Armed and Caffeinated

If a U.S. soldier's lover in the field is his M-4 assault rifle, his mistress is caffeine.

Caffeinated drinks are some of the best-selling items among military personnel in Iraq, says Judd Anstey, a spokesman for the Army and Air Force Exchange Service. In January alone, the proud and the brave in Iraq purchased 109,177 cans of Red Bull and 32,997 of Monster Energy.

But the soldiers may be missing their true drink of choice.


BAWLS Guarana Military Packs

Miami Beach entrepreneur Hoby Buppert produces BAWLS Guarana, a fizzy drink with a citruslike taste that packs 80 milligrams of caffeine per twelve-ounce serving and has become the favorite elixir for videogamers around the world. (Competitors Red Bull and Monster Energy contain the same amount of caffeine but also include healthy additives such as taurine and vitamin B. BAWLS is essentially caffeine and sugar, which some soldiers prefer.)

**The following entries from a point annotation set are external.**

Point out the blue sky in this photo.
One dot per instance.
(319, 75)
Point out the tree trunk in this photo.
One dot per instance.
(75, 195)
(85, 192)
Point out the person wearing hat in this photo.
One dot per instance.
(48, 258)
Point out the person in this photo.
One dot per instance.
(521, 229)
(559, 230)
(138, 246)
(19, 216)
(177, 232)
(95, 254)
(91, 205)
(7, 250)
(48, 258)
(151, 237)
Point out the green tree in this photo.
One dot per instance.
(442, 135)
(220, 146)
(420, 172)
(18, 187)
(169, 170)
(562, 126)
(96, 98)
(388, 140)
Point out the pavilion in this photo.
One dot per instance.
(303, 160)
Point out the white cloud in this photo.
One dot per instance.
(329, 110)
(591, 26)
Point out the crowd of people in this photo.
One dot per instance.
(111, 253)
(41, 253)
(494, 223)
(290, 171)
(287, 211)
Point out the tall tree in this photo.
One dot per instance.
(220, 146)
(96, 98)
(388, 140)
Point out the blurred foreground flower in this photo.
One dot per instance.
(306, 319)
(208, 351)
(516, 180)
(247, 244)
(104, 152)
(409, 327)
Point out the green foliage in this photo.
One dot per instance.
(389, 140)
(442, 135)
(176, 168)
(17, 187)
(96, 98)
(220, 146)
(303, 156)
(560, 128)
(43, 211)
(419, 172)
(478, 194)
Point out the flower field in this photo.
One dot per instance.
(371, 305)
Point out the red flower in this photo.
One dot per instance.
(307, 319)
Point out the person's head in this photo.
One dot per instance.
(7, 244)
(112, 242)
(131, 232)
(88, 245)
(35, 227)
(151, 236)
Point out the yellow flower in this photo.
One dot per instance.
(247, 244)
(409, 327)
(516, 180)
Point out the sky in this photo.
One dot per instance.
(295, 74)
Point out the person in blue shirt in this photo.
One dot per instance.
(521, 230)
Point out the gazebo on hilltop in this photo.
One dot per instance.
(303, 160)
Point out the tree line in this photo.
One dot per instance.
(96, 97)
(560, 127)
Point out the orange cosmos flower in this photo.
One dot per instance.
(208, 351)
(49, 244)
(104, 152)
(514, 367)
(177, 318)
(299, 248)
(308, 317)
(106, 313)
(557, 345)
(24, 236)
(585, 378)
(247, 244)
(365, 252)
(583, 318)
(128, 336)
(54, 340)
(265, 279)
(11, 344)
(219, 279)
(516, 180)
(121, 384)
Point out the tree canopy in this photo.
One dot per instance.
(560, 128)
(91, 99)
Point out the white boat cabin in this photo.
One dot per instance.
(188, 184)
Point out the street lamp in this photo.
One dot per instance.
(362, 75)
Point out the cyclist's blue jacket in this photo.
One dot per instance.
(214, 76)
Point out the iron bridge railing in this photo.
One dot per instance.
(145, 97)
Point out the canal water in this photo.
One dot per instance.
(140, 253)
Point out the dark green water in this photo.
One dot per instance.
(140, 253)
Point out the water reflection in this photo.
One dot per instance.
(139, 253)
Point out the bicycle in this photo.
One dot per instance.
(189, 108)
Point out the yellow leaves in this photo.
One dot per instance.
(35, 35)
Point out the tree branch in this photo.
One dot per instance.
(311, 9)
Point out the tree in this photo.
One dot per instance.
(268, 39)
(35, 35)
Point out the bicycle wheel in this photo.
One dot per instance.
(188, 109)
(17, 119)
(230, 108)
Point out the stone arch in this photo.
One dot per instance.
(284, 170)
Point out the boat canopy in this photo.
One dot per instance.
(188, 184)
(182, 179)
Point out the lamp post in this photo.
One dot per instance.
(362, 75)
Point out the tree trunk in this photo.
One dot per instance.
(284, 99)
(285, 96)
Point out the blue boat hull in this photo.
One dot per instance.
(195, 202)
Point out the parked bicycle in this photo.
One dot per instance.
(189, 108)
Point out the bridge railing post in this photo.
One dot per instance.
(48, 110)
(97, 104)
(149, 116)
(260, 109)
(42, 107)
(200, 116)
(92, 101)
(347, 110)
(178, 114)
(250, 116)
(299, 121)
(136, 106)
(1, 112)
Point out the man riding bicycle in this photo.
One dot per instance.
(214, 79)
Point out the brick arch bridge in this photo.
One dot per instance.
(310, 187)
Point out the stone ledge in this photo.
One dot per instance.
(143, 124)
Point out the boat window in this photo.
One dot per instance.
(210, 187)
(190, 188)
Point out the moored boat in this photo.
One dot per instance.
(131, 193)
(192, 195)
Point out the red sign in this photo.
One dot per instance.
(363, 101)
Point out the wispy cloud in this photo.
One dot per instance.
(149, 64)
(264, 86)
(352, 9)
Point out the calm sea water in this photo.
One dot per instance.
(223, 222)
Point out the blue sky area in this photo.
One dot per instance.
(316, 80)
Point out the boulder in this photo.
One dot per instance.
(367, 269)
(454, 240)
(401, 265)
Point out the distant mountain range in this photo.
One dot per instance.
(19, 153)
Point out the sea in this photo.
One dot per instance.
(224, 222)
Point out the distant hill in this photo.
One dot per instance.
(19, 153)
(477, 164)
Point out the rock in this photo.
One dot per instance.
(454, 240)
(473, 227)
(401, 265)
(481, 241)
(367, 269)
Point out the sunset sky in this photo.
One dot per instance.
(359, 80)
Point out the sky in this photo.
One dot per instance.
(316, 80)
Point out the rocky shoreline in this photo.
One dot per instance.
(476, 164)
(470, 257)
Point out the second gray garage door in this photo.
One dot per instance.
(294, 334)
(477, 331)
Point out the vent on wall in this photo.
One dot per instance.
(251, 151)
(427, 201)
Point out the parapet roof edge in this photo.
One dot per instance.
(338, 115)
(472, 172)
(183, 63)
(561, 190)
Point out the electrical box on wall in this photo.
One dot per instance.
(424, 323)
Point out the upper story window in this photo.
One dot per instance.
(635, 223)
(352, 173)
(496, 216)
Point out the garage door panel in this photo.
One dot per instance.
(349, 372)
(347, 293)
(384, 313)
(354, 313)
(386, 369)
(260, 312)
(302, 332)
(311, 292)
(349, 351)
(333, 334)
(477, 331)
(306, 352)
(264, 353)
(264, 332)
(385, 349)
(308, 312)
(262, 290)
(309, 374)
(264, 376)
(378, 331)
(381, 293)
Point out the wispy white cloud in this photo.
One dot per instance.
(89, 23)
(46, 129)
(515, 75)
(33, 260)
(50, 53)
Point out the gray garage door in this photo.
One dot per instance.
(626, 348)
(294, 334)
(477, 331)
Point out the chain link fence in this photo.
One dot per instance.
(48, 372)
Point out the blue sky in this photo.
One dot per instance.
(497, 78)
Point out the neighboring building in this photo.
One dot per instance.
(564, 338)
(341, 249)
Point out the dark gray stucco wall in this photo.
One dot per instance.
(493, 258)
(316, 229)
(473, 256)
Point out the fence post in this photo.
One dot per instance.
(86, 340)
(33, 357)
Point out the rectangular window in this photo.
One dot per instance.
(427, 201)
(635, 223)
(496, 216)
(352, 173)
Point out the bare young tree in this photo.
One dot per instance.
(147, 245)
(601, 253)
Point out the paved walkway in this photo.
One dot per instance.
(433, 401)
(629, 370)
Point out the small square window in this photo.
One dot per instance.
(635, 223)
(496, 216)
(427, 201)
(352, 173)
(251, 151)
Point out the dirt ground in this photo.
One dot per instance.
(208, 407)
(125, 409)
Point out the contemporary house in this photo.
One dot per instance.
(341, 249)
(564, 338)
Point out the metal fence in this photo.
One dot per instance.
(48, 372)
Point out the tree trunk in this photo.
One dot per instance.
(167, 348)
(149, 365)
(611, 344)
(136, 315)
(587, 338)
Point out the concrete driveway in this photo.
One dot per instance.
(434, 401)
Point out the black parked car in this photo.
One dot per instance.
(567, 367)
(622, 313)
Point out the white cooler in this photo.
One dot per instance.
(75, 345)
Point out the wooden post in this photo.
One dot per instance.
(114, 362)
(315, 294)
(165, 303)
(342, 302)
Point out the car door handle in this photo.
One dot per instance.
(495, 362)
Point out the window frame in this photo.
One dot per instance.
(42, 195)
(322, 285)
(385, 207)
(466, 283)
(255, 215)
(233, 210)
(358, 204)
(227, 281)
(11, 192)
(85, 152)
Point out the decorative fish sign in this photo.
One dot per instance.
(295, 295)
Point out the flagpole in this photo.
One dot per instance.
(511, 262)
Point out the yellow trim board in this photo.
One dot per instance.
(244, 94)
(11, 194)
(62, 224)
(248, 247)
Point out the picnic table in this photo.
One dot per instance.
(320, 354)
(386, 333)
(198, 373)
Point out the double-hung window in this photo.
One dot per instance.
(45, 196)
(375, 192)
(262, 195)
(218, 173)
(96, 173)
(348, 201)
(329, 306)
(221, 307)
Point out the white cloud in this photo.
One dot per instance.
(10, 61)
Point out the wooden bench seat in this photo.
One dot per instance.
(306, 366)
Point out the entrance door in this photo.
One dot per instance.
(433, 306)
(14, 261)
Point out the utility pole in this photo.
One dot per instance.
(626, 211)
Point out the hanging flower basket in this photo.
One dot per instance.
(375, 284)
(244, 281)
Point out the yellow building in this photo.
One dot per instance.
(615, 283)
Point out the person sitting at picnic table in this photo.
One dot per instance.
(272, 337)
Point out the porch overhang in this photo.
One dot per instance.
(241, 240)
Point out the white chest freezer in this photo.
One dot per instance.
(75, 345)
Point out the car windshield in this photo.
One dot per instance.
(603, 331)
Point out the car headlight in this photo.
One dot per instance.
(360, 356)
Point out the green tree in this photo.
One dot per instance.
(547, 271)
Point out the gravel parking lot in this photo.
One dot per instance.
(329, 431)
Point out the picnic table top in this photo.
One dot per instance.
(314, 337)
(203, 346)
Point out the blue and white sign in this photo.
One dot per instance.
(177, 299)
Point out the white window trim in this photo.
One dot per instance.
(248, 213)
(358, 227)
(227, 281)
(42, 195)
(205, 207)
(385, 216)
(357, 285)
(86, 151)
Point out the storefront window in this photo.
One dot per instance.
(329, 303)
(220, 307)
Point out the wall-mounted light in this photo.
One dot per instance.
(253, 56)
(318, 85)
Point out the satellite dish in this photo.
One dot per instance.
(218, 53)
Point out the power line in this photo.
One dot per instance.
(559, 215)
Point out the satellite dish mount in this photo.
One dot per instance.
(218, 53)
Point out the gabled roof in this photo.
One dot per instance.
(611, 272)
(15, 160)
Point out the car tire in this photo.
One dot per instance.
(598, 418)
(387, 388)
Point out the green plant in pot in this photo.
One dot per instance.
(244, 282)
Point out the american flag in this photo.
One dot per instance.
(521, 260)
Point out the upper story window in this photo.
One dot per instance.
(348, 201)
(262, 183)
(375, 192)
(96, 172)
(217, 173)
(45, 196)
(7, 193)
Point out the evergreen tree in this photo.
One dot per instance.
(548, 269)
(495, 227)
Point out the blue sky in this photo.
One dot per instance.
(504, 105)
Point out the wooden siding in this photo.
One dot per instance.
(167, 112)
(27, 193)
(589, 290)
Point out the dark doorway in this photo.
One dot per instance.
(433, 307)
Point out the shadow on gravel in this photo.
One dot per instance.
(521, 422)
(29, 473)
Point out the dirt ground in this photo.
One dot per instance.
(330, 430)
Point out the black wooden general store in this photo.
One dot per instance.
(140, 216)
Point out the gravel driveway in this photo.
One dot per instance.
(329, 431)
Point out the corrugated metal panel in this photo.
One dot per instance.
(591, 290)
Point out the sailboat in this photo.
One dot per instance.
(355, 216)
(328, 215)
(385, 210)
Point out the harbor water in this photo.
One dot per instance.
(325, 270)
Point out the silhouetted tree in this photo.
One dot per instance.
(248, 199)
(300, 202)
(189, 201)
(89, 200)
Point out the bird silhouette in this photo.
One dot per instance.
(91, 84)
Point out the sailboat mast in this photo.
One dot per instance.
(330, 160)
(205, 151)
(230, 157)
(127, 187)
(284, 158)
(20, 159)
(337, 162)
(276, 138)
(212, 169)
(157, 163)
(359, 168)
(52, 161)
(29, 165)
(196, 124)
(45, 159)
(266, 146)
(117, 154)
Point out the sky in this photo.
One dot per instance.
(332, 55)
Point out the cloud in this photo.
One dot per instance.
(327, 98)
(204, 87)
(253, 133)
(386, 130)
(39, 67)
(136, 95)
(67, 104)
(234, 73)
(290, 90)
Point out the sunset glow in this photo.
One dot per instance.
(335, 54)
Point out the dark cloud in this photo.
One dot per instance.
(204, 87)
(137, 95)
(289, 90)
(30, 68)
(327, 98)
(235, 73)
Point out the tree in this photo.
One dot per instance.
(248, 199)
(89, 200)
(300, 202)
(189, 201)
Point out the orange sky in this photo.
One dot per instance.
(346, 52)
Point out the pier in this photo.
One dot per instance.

"We've been receiving dozens of e-mails every day from military personnel asking [for BAWLS]," Buppert says. But the ornate blue bottles were too heavy and fragile to ship overseas — the entrepreneur's hands were tied.

So in December he unveiled the BAWLS Military Pack, which includes six cans of BAWLS, a tin of BAWLS caffeinated mints, BAWLS Balm Lip Care, and (but of course) BAWLS Camo Playing Cards.

The military packs sell for fifteen dollars plus shipping, and must be addressed to a military post office box. On December 13, 2005, the first day they became available, BAWLS received 1300 online orders.

"We don't make money on this," Buppert says. "We do it to be supportive of our loyal consumers."